La Nouvelle Organisation du Marché de l’Electricité peut mettre à bas le modèle énergétique français avec la force d’un missile nucléaire. Tribune.
Le 15 juin dernier, les députés ont voté en première lecture la loi « NOME » (Nouvelle Organisation du Marché de l’Electricité), en réponse à l’injonction de la Commission Européenne d’ouvrir le marché français de l’électricité à la concurrence.
Ce n’est pas la première loi allant dans ce sens. Depuis 10 ans s’accumulent les dispositifs devant mettre en place une « libre concurrence ». Le secteur en a été lourdement déstabilisé (explosion des tarifs, dégradation du réseau électrique) sans pour autant faire diminuer les parts de marché d’EDF. Il y a une bonne raison à cela.
La France, pour des raisons historiques, a un « bouquet énergétique » (mix-energy) très particulier.
L’investissement massif dans le nucléaire a donné à notre pays une production constante d’électricité extrêmement compétitive. Etant seul propriétaire du parc nucléaire, EDF est en situation de proposer des tarifs imbattables. Toutes les ouvertures à la concurrence du secteur ont donc naturellement aboutit à la confirmation de sa prédominance.

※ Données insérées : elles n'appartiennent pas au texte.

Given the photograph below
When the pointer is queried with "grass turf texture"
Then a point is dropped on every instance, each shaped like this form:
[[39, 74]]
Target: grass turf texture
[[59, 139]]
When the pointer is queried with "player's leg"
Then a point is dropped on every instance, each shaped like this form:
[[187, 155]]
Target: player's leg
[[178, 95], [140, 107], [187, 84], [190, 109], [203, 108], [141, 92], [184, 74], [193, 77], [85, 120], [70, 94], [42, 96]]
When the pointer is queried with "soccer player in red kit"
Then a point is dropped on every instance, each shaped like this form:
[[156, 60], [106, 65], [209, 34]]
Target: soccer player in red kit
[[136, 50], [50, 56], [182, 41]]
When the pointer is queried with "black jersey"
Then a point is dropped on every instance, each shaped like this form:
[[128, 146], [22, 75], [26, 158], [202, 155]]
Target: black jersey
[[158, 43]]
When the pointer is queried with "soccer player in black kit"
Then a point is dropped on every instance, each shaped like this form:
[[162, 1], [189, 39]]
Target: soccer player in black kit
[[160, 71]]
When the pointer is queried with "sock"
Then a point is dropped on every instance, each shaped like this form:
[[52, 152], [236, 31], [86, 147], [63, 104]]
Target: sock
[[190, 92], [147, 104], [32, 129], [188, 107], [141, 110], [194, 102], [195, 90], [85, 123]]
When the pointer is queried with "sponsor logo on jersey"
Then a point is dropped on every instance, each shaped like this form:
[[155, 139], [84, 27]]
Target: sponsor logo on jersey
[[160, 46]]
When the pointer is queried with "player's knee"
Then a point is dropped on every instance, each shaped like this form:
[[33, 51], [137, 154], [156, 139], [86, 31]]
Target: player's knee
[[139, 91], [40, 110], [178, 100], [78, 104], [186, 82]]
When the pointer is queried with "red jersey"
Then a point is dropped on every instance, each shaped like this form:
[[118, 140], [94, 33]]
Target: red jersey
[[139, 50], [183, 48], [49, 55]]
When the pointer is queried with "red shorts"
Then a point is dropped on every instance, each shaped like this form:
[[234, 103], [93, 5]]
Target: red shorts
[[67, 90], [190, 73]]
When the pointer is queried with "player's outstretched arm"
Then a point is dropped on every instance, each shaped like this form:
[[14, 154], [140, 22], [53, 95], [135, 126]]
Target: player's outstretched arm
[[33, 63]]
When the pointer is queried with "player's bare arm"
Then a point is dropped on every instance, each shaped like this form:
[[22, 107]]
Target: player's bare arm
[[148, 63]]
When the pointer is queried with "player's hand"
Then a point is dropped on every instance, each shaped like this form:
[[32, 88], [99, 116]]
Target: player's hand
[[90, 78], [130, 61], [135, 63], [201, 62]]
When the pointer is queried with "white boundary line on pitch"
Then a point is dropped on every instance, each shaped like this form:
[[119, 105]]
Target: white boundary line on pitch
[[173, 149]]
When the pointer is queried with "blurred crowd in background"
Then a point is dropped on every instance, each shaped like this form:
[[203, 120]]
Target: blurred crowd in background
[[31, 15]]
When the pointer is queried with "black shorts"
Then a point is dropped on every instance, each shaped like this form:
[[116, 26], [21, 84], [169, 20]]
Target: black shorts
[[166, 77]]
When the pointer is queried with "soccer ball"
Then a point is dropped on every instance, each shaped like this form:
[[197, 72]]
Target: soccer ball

La loi NOME répond à cette situation en forçant EDF à vendre une partie de son électricité nucléaire à prix coûtant à ses concurrents, afin de leur permettre de proposer des tarifs comparables à ceux de l’entreprise historique. Ainsi équilibrés, les différents opérateurs sont invités à se livrer à une saine concurrence, théoriquement synonyme de baisse des prix.
Mais dans le secteur de l’électricité, ce n'est pas la concurrence qui fait baisser les tarifs, mais la capacité à optimiser économiquement et techniquement un système électrique, dont les fondamentaux s'accommodent plutôt mal de la concurrence. Car l’électricité est à la fois un bien de première nécessité et un bien non stockable. Il ne peut même pas se transporter sur de longues distances sans pertes.
On ne peut pas espérer optimiser une production basée sur le nucléaire tout en affaiblissant l’opérateur qui en a la charge.
Avec la NOME, une concurrence artificiellement entretenue vient se plaquer par-dessus un système centralisé. Loin de conduire à une meilleure efficacité, ceci multiplie les risques d’aubaine (certains opérateurs sont de véritables « traders de l’électricité ») et introduit une diminution des investissements stratégiques. Dans leur recherche de marges maximales, les plus petits opérateurs délaisseront les installations coûteuses (rentables à long terme) et optimiseront les moyens de production à court terme, souvent basés sur le pétrole.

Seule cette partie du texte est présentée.